Unless you are on the last scheduled flight of the day, if you miss the connection they will just put you on the next flight.

Delta should be able to tell you if you will be clearing customs in Canada or in MSP.


----------



## Ken555 (Jan 22, 2014)

I can't remember if I've ever been on a flight from Canada where I did not clear US immigration at the departing airport. I know both Vancouver and Toronto offer this. In practical terms, this meant that when I arrived in the US it was the same as a domestic flight.


Sent from my iPad


----------



## SkyBlueWaters (Jan 22, 2014)

Thanks! I will check the link.


----------



## SkyBlueWaters (Jan 22, 2014)

tschwa2 said:


> Many airports in Canada offer pre-clearance where you basically go through customs before getting on the plane.  This is a list from the  Department of Homeland Security.
> 
> Unless you are on the last scheduled flight of the day, if you miss the connection they will just put you on the next flight.
> 
> Delta should be able to tell you if you will be clearing customs in Canada or in MSP.



Got it!

Vancouver Preclearance
Vancouver International Airport
International Terminal - Level 3
3161 Grant McConachie Way
Richmond, BC V7B 0A4
Port Director
Phone: (604) 278-3360

Thanks again for the link.


----------



## LannyPC (Jan 23, 2014)

Ken555 said:


> I can't remember if I've ever been on a flight from Canada where I did not clear US immigration at the departing airport. I know both Vancouver and Toronto offer this. In practical terms, this meant that when I arrived in the US it was the same as a domestic flight.

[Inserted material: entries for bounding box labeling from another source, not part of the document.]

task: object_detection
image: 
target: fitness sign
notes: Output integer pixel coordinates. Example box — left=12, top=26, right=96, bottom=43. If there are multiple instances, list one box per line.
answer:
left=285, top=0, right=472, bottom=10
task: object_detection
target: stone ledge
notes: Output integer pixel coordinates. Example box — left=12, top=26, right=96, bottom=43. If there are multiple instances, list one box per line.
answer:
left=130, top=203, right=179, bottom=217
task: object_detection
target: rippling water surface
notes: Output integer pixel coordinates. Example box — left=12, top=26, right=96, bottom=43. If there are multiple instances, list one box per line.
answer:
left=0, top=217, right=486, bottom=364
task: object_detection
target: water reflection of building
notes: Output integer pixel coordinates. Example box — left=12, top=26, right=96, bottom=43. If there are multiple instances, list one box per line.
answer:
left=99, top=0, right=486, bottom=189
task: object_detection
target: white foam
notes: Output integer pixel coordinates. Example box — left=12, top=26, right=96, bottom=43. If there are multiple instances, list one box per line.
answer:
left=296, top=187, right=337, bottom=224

There are more Canadian airports that have this service:

http://en.wikipedia.org/wiki/United_States_border_preclearance

As the article mentions, it allows flights from Canada and other international airports with customs pre-clearance to land at American airports that don't have customs clearance facilities such as LGA or DCA.


----------



## memereDoris (Jan 26, 2014)

It should be easy.  We go through customs when we land in Edmonton.  It should be the same to Vancouver.  With Delta through MSP we have often had 50-60 minutes and had no problems.  The airport is an easy one to change gates at.

Avoid Toronto and Air Canada at all costs.  Flights through Toronto always put us into major delays.  They even misplaced my husband in his wheelchair once.  Delta has never been an issue.  Major weather issues are the only delays we've had with them and they had arranged another connecting flight before we even landed.  

When pushing a wheelchair or with young children, I would say it's too tight unless you are a very seasoned traveller.


----------